- Mənəşli
- Manashid
- Coordinates: 40°26′35″N 46°26′51″E﻿ / ﻿40.44306°N 46.44750°E
- Country: Azerbaijan
- District: Goranboy

Population^{[citation needed]}
- • Total: 298
- Time zone: UTC+4 (AZT)

= Manashid =

Manashid or Mənəşli (Manashli; Մենաշեն) is a village and municipality in the Goranboy District of Azerbaijan. It lies south of Todan village.

Today the village has a population of 298, and the municipality consists of two villages: Mənəşli and Erkeç. The village had an Armenian majority prior to the First Nagorno-Karabakh War and Operation Ring.

== History ==
The village was founded as Manashid (or Monashid) by Swiss-German settlers and was once renowned for its cheese.

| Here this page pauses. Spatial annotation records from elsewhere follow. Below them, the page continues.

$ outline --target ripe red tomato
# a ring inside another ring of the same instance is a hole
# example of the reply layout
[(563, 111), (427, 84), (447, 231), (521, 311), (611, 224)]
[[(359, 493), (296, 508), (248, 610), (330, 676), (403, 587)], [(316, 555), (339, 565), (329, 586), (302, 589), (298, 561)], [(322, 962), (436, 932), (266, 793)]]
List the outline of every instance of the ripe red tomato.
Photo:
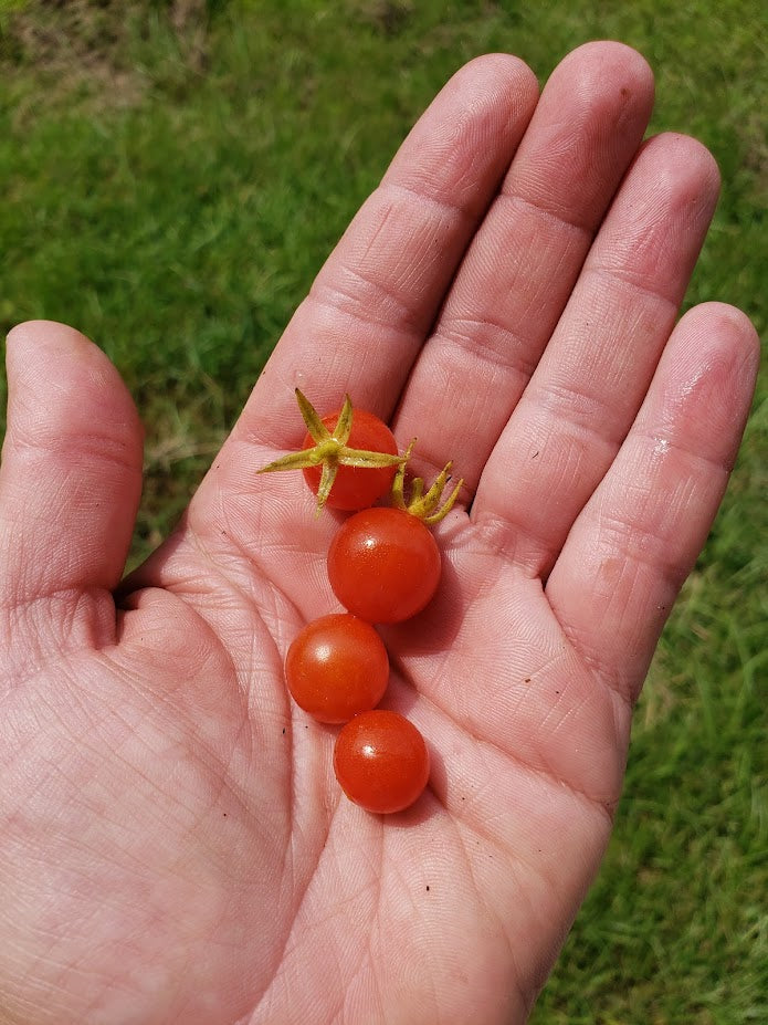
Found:
[(374, 627), (345, 613), (308, 623), (285, 659), (296, 704), (320, 722), (348, 722), (387, 689), (389, 658)]
[(440, 569), (429, 527), (400, 509), (356, 513), (328, 551), (334, 594), (368, 623), (401, 623), (421, 611), (438, 589)]
[[(323, 423), (332, 431), (336, 427), (340, 410), (323, 417)], [(316, 441), (307, 432), (303, 448), (309, 449)], [(394, 436), (383, 420), (366, 409), (355, 409), (353, 427), (347, 439), (350, 449), (364, 449), (368, 452), (386, 452), (388, 456), (398, 454), (398, 443)], [(341, 509), (351, 512), (357, 509), (367, 509), (387, 494), (392, 487), (397, 467), (339, 467), (336, 480), (330, 489), (328, 501), (332, 509)], [(302, 471), (304, 480), (317, 494), (320, 483), (322, 467), (307, 467)]]
[(421, 733), (397, 712), (376, 709), (341, 728), (334, 772), (344, 793), (368, 812), (402, 812), (419, 797), (430, 774)]

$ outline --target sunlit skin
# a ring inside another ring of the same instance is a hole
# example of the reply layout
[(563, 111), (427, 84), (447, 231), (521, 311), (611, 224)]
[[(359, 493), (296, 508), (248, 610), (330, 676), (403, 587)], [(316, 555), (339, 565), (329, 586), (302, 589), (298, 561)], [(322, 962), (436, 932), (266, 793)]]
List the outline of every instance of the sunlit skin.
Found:
[(376, 708), (388, 679), (383, 641), (370, 624), (349, 615), (313, 619), (285, 659), (291, 697), (318, 722), (348, 722)]
[(346, 609), (368, 623), (402, 623), (440, 584), (440, 550), (430, 529), (399, 509), (366, 509), (336, 532), (328, 579)]
[(334, 745), (334, 772), (346, 796), (371, 814), (392, 815), (419, 799), (430, 774), (423, 736), (403, 715), (356, 715)]
[[(333, 430), (338, 420), (338, 411), (323, 417), (325, 426)], [(304, 448), (309, 448), (313, 439), (304, 438)], [(367, 409), (355, 409), (353, 429), (348, 444), (354, 449), (398, 454), (398, 443), (390, 429), (379, 417)], [(351, 511), (367, 509), (389, 492), (397, 467), (381, 467), (372, 470), (357, 467), (339, 467), (336, 480), (330, 489), (327, 505), (329, 509)], [(320, 482), (320, 468), (309, 467), (303, 471), (309, 489), (317, 494)]]
[[(394, 70), (397, 74), (397, 70)], [(298, 306), (178, 527), (120, 586), (139, 418), (77, 332), (8, 339), (0, 1003), (9, 1025), (519, 1025), (611, 831), (631, 709), (718, 508), (758, 345), (680, 304), (718, 192), (643, 142), (644, 60), (480, 57)], [(735, 244), (737, 240), (735, 239)], [(99, 339), (108, 343), (108, 338)], [(283, 665), (337, 607), (294, 387), (464, 487), (382, 628), (429, 784), (371, 815)], [(696, 814), (692, 809), (693, 815)], [(397, 984), (392, 984), (396, 980)]]

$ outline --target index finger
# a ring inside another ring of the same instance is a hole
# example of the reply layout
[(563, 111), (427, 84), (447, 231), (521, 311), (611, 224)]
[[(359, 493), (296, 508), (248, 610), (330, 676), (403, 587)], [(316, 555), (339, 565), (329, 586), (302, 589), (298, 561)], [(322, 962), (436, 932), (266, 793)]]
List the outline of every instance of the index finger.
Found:
[(389, 418), (537, 95), (533, 72), (506, 54), (451, 79), (294, 314), (235, 427), (239, 441), (301, 440), (296, 386), (320, 411), (348, 391)]

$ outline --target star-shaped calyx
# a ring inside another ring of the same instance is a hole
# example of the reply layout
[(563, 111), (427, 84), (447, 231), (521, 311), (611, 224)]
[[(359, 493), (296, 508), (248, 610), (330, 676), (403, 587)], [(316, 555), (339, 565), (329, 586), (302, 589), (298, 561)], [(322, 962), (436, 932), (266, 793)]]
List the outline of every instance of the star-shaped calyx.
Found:
[(417, 516), (419, 520), (424, 523), (429, 523), (430, 526), (440, 523), (440, 521), (446, 516), (453, 509), (453, 503), (459, 498), (459, 492), (462, 489), (464, 479), (462, 478), (459, 483), (455, 485), (451, 494), (441, 505), (440, 502), (443, 496), (443, 491), (445, 485), (451, 480), (451, 467), (453, 463), (448, 462), (435, 477), (432, 487), (424, 494), (424, 482), (422, 478), (414, 477), (411, 481), (411, 494), (410, 499), (406, 501), (404, 485), (406, 485), (406, 463), (411, 458), (411, 452), (413, 451), (413, 446), (415, 444), (415, 438), (408, 446), (406, 450), (406, 457), (400, 464), (400, 469), (394, 474), (394, 480), (392, 482), (392, 505), (396, 509), (402, 509), (404, 512), (409, 512), (412, 516)]
[[(276, 459), (269, 466), (259, 470), (259, 473), (273, 473), (277, 470), (307, 470), (322, 467), (320, 480), (317, 488), (317, 512), (328, 501), (330, 489), (334, 485), (339, 467), (357, 467), (359, 469), (376, 470), (387, 467), (401, 466), (406, 457), (390, 452), (377, 452), (368, 449), (354, 449), (347, 442), (353, 429), (353, 404), (347, 395), (344, 406), (338, 415), (333, 430), (323, 422), (312, 402), (298, 388), (295, 391), (296, 401), (301, 410), (307, 432), (313, 446), (298, 452), (291, 452)], [(326, 418), (327, 419), (327, 418)], [(393, 442), (392, 442), (393, 443)], [(387, 485), (388, 487), (388, 485)]]

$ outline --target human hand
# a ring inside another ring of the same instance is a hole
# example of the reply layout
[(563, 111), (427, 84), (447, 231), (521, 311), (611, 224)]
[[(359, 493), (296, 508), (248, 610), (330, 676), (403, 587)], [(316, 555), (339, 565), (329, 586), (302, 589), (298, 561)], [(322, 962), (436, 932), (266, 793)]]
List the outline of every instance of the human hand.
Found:
[[(514, 57), (463, 69), (117, 604), (133, 404), (76, 332), (11, 333), (3, 1022), (525, 1019), (607, 844), (631, 707), (756, 373), (737, 311), (674, 325), (717, 172), (688, 138), (641, 143), (651, 105), (613, 43), (538, 103)], [(452, 458), (466, 481), (435, 529), (439, 596), (382, 630), (386, 703), (433, 756), (387, 818), (340, 796), (335, 731), (282, 679), (336, 607), (333, 514), (255, 475), (301, 440), (296, 385), (322, 411), (349, 391), (419, 437), (421, 471)]]

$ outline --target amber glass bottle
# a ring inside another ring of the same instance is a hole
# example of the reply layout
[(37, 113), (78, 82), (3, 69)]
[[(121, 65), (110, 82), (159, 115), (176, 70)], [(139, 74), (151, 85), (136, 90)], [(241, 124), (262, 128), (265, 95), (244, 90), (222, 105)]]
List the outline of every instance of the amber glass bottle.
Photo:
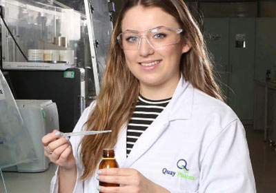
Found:
[[(117, 163), (115, 159), (115, 152), (114, 152), (114, 150), (103, 150), (103, 159), (99, 163), (99, 169), (111, 167), (119, 167), (118, 163)], [(99, 185), (112, 187), (120, 186), (119, 184), (104, 183), (101, 181), (99, 182)]]

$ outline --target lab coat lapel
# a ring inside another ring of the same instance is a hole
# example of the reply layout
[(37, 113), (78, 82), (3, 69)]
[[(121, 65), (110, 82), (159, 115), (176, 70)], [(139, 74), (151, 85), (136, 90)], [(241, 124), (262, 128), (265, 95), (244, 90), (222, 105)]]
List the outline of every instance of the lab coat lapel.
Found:
[(167, 128), (168, 121), (164, 121), (168, 120), (167, 117), (166, 112), (162, 112), (148, 129), (144, 132), (135, 142), (135, 145), (123, 165), (123, 167), (130, 167), (139, 157), (150, 148)]
[(116, 161), (120, 167), (124, 165), (126, 159), (126, 125), (125, 125), (122, 128), (119, 134), (116, 145), (114, 148)]

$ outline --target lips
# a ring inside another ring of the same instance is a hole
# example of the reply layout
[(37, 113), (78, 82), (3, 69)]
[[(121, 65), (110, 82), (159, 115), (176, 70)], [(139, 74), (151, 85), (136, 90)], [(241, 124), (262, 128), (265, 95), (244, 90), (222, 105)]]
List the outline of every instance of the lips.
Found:
[(161, 61), (161, 60), (157, 60), (157, 61), (143, 61), (139, 63), (140, 65), (143, 66), (152, 66), (154, 65), (156, 65), (157, 63), (159, 63)]

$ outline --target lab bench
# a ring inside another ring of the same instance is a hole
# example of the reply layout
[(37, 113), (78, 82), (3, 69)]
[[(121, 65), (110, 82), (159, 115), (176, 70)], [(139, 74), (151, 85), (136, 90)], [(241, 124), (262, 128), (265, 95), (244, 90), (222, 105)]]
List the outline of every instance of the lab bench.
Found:
[(264, 141), (276, 142), (276, 83), (254, 80), (254, 130), (264, 131)]

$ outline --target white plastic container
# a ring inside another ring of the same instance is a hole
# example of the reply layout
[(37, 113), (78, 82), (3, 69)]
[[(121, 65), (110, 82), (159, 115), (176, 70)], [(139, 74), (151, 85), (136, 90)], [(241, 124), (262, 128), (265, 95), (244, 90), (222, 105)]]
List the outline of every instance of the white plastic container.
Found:
[(28, 50), (28, 61), (34, 62), (43, 61), (43, 50), (30, 49)]
[(70, 64), (75, 63), (75, 52), (71, 50), (60, 50), (59, 61), (69, 63)]

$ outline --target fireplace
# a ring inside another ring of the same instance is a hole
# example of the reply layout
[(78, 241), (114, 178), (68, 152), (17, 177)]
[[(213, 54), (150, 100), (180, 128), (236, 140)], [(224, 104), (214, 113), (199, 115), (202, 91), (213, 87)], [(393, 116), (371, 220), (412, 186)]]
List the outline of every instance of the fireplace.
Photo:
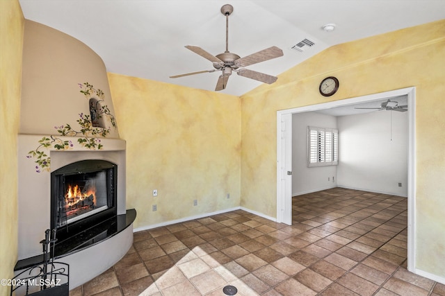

As part of the Shahumyan district of Soviet Azerbaijan, it was an Armenian-majority village. During the First Nagorno-Karabakh War, the area around Manashid was at the heart of the fighting during Operation Ring in the spring of 1991.

In September 1991 the Chicago Tribune reported that the residents had lived "without electricity, gas and supplies for months" and that school had been cancelled as "residents fear putting all the children in one place that could be shelled".

During Operation Ring, Manashid was emptied of its ethnic Armenian population, and the village was essentially destroyed including the Armenian church of Surb Hovhannes. Some years later it was renamed Mənəşli (Menashli) and settled by Azerbaijanis.